Поэзия русского футуризма (Альфонсов, Красицкий) - страница 4

Оно тоже отрицает. В манифесте Садка II отрицаются привычный синтаксис, правописание, знаки препинания. Наиболее отчетливо принцип утверждения посредством отрицаний развернут Маяковским в тезисах доклада «Пришедший Сам» (1913): «1) Слово против содержания. 2) Слово против языка (литературного, академического). 3) Слово против ритма (музыкального, условного). 4) Слово против размера. 5) Слово против синтаксиса. 6) Слово против этимологии»[6]. Сплошное «против». За Самоценным Словом остается его «внутренняя жизнь», не столько даже распознаваемая и угадываемая, сколько приписываемая слову по его строению и звучанию. «Мы стали придавать содержание словам по их начертательной и фонической характеристике»[7]. – сказано в манифесте сборника «Садок судей II». «Не идея рождает слово, а слово рождает идею»[8]. Это Маяковский, статья «Два Чехова», одна из ранних попыток взгляда на литературу с формальной стороны.
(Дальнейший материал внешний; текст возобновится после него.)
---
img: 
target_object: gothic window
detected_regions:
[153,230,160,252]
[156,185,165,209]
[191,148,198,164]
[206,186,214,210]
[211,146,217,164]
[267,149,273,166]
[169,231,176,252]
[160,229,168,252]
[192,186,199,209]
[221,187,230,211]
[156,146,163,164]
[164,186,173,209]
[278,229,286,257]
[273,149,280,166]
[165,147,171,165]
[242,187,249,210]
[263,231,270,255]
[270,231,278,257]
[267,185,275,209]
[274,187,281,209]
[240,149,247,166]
Проблема «отношения к слову» и неотделимая от нее проблема содержательности формы породила в начале века острые теоретические и поэтические споры. Футуристов не устраивало слово-символ, которое в системе символизма призвано было исполнять особую, иератическую роль – открывать во временном вечное, быть эхом иных звуков, иных миров. Футуристы подчеркивали материальную, заземленную сущность слова, но свою идею они тоже доводили до предела, до противоположной крайности. Они не просто возвращали слову его вещественное значение – они само слово утверждали как реальную вещь, которую можно пощупать, препарировать, видоизменить. Только в таком качестве слово могло стать «самоценным» и «самовитым», вплоть до перехода в разряд «зауми». Параллельно с футуристами выступали акмеисты, которые тоже, по-своему, упрекали символистов за превращение слова в придаток и средство выражения религиозно-философских идей. Критики-современники почувствовали относительное сходство акмеистов и футуристов в споре с символистами. Но они крайне упрощенно оценивали акмеизм почти исключительно как возврат к «прозе» и «здравому смыслу», к предметности трехмерной действительности (отчасти в этом повинны программные статьи Н. Гумилева и С. Городецкого 1913 года; «Утро акмеизма» О. Мандельштама появилось значительно позже). И, даже негодуя по поводу грубости и примитивности футуристов, критики могли признавать их преимущество перед акмеистами в новизне и перспективности. Сегодня очевидно, что акмеизм «по Мандельштаму» исторически «позже» и символизма, и футуризма: слово по-новому обрело себя в многослойном предметном и культурном контексте, развернулась «поэтика ассоциаций» (определение Л. Я. Гинзбург), выходящая далеко за пределы сближения слов «по их начертательной и фонической характеристике», чем по преимуществу интересовались футуристы.